The Suitcase Lady


February 18, 2014, 9:38 pm

Eating out while traveling in America is no picnic. The chances of finding grease saturated food are about 100 per cent and of finding food with taste and nutrition about zero. Note that I don’t consider limp, brown tinged lettuce suffocated in styrofoam boxes as “healthy food”.

It’s sad that history’s lessons have to be relearned. Fred Harvey had the traveler’s food thing all figured out. He came to America from England in 1850, got a job with an American railroad, loved the job but hated the low quality food that was the rail traveler’s standard fare. From 1870 to 1968 the Harvey House Restaurants provided good meals, gracious service and ambience for the ordinary railroad traveler. His waitresses, known as the Harvey Girls, were legendary. For a nostalgic trip, check out the 1946 film, The Harvey Girls, starring Judy Garland.

Howard Johnson revolutionized food service for the motoring public. Starting in 1925 with a drug store and soda fountain in Quincey, Massachusetts, he believed his customers should have more than the three standard ice cream flavors, vanilla, chocolate and strawberry.  He devised 28 flavors and doubled the butterfat content. Soon he was franchising restaurants along highways and toll plazas all over the nation. A bright orange roof and a “Simple Simon meet a Pieman” logo made HoJos instantly recognizable.
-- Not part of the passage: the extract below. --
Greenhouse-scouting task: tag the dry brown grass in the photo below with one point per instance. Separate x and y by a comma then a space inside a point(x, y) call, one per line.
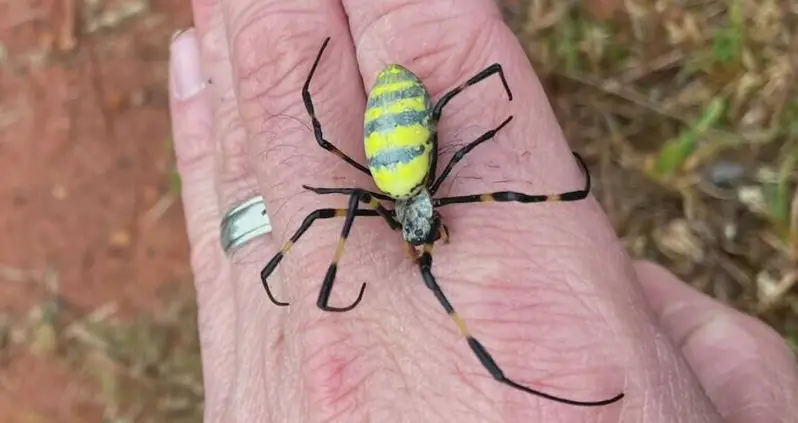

Howard Johnson’s restaurants always retained hints of New England on their menus. All you could eat fried clams were a featured item. They were also my Aunt Vi’s favorite restaurant meal and my husband and I have spent many happy  hours watching her enjoy towering stacks of them.

American travelers no longer have time for sit down dining. Ironically, my most hated current roadside plaza is a former Howard  Johnson’s over the I-94 toll road going to Chicago. The plaza has a huge banner for Geico Insurance covering its windows. Does this imply that lizards are one of the menu items?  Inside the smells of stale grease and bathroom disinfectant are overpowering. The “food” is dished out from a bevy of fast food stands. Ambience is minus ten.

This formula is repeated at toll plazas, highway junctions and many airports all over America. It is not a recipe for travelers’ happiness.